= Thomas William Allies =

English historian (1813–1903)

Thomas William Allies (12 February 1813 – 17 June 1903) was an English historical writer specializing in religious subjects. He was one of the Anglican churchmen who joined the Roman Catholic Church in the early period of the Oxford Movement.

==Life==
Allies was born at Midsomer Norton in Somerset and briefly educated at Bristol Grammar School and then at Eton College, where he was the first winner of the Newcastle Scholarship in 1829, and at Wadham College, Oxford, of which he became a fellow in 1833.

In the late 1830s, Allies became a Tractarian supporter, influenced by William Dodsworth. In 1840 Bishop Blomfield of London appointed him his examining chaplain and presented him to the rectory of Launton, Oxfordshire, which he resigned in 1850 on becoming a Roman Catholic. Allies was appointed secretary to the Catholic Poor School Committee in 1853, a position which he occupied till 1890. Allies raised £50,000 to assist Catholic schools with meeting the needs of education acts.
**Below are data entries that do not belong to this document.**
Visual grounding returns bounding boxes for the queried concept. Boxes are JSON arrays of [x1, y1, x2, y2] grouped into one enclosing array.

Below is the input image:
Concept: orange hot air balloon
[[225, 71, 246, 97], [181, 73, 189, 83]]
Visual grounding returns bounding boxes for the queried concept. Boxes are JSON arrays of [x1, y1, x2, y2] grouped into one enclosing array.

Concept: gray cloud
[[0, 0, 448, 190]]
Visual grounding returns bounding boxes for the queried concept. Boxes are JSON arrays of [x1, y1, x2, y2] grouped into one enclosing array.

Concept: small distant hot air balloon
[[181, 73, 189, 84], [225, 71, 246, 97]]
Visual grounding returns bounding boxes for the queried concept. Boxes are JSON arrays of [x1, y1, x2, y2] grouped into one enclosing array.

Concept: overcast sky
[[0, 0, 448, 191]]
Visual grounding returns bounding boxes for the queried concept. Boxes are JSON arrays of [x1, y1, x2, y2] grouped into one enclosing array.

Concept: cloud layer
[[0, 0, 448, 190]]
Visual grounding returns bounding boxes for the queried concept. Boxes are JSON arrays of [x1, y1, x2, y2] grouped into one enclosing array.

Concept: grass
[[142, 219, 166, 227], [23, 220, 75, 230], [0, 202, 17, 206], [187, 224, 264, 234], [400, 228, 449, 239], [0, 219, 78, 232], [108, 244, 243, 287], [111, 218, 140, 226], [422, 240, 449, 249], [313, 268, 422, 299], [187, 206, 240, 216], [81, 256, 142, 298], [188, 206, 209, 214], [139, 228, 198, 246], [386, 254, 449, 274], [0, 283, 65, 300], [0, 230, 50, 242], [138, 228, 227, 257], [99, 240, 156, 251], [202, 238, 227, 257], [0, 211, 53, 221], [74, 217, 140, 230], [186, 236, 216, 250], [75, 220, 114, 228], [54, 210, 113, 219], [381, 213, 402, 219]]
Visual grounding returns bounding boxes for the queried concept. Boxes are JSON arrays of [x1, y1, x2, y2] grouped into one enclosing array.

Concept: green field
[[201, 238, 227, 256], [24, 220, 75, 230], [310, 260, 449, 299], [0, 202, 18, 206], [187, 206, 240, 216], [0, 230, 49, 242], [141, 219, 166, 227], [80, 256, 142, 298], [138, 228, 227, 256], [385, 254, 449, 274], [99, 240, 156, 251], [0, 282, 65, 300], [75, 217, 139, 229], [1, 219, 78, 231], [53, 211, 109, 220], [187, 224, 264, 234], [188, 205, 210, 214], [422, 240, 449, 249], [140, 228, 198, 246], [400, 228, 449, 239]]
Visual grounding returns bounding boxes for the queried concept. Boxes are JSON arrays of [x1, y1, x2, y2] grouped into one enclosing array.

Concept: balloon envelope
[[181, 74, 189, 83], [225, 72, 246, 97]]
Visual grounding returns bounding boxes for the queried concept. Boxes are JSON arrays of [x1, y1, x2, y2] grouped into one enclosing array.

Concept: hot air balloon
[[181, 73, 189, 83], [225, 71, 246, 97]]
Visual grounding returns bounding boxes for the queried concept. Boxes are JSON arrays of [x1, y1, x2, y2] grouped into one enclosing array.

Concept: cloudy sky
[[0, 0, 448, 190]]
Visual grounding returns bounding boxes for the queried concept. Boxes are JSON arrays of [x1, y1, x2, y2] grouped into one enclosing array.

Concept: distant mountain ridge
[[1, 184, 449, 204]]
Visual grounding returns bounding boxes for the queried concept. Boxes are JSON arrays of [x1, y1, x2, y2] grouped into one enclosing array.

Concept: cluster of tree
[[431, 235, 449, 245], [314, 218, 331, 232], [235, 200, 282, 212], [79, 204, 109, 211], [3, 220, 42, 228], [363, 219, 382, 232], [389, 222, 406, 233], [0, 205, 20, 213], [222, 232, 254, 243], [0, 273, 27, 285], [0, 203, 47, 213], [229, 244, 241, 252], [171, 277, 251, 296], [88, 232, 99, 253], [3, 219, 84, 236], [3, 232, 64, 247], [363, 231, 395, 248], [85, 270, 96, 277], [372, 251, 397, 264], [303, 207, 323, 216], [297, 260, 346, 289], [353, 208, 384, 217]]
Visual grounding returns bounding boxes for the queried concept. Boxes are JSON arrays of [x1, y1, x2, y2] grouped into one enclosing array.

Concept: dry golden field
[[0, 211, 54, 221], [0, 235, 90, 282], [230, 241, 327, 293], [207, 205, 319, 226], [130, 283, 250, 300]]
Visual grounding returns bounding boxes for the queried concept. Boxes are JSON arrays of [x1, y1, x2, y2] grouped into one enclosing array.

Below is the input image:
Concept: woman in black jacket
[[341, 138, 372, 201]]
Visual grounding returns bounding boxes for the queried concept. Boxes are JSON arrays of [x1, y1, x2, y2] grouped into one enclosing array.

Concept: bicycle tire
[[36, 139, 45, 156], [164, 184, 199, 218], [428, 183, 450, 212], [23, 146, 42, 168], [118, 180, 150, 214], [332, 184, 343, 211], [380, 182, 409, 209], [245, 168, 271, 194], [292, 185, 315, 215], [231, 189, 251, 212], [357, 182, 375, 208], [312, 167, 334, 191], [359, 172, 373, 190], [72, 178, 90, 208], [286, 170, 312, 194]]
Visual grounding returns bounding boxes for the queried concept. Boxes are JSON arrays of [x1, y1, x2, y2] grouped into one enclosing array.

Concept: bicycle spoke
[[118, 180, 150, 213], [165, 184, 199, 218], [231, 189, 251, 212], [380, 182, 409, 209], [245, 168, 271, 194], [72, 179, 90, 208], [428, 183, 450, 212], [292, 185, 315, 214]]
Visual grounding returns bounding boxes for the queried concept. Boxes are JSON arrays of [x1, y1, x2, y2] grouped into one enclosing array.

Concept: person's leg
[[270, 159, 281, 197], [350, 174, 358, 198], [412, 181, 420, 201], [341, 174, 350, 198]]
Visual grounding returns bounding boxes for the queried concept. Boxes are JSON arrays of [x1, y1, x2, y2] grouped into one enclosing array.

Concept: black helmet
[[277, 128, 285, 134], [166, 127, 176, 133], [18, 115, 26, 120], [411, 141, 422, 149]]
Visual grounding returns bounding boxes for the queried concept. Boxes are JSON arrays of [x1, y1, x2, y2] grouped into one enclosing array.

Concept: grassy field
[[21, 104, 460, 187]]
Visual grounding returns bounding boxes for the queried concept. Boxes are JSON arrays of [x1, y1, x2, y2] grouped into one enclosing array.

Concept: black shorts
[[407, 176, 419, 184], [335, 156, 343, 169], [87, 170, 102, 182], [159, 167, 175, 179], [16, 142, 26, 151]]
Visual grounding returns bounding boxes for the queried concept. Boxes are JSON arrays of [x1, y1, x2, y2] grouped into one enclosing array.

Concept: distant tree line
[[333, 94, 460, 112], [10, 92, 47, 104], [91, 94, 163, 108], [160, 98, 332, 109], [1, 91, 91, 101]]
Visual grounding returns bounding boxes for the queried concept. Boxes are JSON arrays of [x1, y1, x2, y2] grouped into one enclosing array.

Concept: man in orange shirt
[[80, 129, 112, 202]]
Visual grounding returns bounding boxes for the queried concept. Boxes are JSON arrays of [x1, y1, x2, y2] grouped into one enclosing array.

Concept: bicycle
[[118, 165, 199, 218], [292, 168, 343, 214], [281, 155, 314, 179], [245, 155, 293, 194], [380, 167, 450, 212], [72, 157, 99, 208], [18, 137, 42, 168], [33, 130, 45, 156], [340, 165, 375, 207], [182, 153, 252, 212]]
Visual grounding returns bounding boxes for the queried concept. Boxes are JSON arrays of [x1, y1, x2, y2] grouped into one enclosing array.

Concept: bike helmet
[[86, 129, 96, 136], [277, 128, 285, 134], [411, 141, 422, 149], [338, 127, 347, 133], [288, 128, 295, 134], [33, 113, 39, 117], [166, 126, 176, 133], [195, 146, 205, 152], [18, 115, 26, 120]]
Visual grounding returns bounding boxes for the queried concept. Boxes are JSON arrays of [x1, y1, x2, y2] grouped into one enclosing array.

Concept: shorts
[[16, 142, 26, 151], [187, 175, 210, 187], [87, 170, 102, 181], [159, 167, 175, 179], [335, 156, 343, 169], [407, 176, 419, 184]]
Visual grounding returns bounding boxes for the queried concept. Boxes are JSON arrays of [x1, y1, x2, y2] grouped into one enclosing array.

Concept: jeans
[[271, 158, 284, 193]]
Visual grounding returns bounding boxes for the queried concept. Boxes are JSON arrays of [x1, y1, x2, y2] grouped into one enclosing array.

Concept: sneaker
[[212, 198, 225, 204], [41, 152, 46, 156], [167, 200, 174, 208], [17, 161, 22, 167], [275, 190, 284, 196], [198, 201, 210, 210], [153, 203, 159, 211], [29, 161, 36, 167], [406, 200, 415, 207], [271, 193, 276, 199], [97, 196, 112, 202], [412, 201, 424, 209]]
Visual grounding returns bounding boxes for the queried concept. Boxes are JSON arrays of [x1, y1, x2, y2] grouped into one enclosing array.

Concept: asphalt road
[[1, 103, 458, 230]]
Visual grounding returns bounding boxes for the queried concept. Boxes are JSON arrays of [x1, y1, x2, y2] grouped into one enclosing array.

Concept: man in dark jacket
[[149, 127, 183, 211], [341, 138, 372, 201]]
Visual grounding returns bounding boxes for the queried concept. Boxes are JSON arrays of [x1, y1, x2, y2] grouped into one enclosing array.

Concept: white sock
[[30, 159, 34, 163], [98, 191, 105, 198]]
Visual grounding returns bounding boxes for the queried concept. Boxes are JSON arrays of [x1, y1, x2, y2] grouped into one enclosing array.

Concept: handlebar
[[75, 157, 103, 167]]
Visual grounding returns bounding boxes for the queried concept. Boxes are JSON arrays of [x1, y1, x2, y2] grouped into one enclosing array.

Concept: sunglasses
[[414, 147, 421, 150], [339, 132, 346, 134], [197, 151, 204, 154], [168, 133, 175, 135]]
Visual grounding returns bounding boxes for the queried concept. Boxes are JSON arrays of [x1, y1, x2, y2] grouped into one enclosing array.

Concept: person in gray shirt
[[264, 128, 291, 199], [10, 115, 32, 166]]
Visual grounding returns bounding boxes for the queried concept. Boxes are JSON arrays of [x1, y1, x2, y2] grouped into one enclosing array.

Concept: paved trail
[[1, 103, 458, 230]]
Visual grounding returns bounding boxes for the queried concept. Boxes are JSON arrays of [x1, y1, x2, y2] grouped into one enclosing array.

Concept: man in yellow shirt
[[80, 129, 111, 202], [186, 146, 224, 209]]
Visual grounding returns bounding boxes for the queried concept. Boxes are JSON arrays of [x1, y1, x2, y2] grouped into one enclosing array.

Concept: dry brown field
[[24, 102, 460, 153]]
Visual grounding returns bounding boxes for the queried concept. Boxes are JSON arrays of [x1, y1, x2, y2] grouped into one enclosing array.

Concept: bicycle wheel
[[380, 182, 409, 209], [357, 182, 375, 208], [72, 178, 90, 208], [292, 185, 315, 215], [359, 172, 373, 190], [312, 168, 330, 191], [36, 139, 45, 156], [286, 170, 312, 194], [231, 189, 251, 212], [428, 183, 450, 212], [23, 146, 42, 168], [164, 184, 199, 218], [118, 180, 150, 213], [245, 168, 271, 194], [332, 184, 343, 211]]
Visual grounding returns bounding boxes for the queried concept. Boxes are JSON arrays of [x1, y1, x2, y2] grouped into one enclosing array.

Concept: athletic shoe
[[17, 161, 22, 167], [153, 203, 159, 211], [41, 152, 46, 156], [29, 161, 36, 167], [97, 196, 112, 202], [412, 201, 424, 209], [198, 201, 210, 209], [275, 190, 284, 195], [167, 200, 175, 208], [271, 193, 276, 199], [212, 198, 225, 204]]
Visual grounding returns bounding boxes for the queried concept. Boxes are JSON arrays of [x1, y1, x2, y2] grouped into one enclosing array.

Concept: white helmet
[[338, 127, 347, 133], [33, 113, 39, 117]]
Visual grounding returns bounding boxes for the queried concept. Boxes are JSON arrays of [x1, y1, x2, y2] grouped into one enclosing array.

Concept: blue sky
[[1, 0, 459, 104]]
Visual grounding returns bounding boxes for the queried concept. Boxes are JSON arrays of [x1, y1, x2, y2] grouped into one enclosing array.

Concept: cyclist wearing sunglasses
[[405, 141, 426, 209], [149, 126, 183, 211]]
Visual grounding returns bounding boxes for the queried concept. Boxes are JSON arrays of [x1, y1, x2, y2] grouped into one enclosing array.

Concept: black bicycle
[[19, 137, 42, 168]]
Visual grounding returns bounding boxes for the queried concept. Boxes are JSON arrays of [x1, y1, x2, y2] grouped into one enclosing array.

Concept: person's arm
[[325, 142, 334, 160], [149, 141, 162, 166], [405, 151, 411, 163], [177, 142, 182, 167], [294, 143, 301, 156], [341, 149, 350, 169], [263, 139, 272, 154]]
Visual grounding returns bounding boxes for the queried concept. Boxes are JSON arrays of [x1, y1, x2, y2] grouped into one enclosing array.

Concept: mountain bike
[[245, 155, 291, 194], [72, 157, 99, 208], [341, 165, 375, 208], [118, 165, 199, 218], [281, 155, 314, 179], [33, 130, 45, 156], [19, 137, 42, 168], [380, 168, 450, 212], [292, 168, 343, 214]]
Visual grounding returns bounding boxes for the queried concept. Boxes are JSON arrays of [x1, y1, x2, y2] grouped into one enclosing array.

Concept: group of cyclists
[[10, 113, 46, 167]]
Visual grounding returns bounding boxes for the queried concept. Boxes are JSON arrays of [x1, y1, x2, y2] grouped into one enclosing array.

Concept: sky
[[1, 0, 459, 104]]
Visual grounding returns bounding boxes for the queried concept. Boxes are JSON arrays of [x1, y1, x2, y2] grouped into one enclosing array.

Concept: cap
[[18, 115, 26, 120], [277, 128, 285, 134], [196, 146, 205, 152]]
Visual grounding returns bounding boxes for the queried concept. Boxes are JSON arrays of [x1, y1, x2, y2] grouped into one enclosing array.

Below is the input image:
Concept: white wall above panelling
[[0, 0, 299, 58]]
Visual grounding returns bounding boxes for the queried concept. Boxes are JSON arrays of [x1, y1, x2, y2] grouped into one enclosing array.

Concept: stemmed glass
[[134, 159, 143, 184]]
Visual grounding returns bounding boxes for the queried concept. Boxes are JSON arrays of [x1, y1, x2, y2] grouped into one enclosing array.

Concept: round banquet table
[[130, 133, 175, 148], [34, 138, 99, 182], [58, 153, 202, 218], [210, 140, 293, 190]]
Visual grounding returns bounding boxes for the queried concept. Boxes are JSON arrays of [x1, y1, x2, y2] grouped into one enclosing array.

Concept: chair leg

Allies was a strong influence on his family and after 1883 his daughter Mary was left at home. Inspired by her father she devoted her time to writing about the lives of Catholic saints. He died in London in 1903 and he was buried beside his wife who had died the year before.

==Works==
His major work was The Formation of Christendom (London, 8 vols., 1865–1895). His other writings included Allies, Thomas William (1871). "St. Peter, His Name and His Office, as Set Forth in Holy Scripture" (1852); Allies, Thomas William (1850). "The See of St. Peter" (1850); Per Crucem ad Lucem (2 vols., 1879). They went through many editions and were translated into several languages.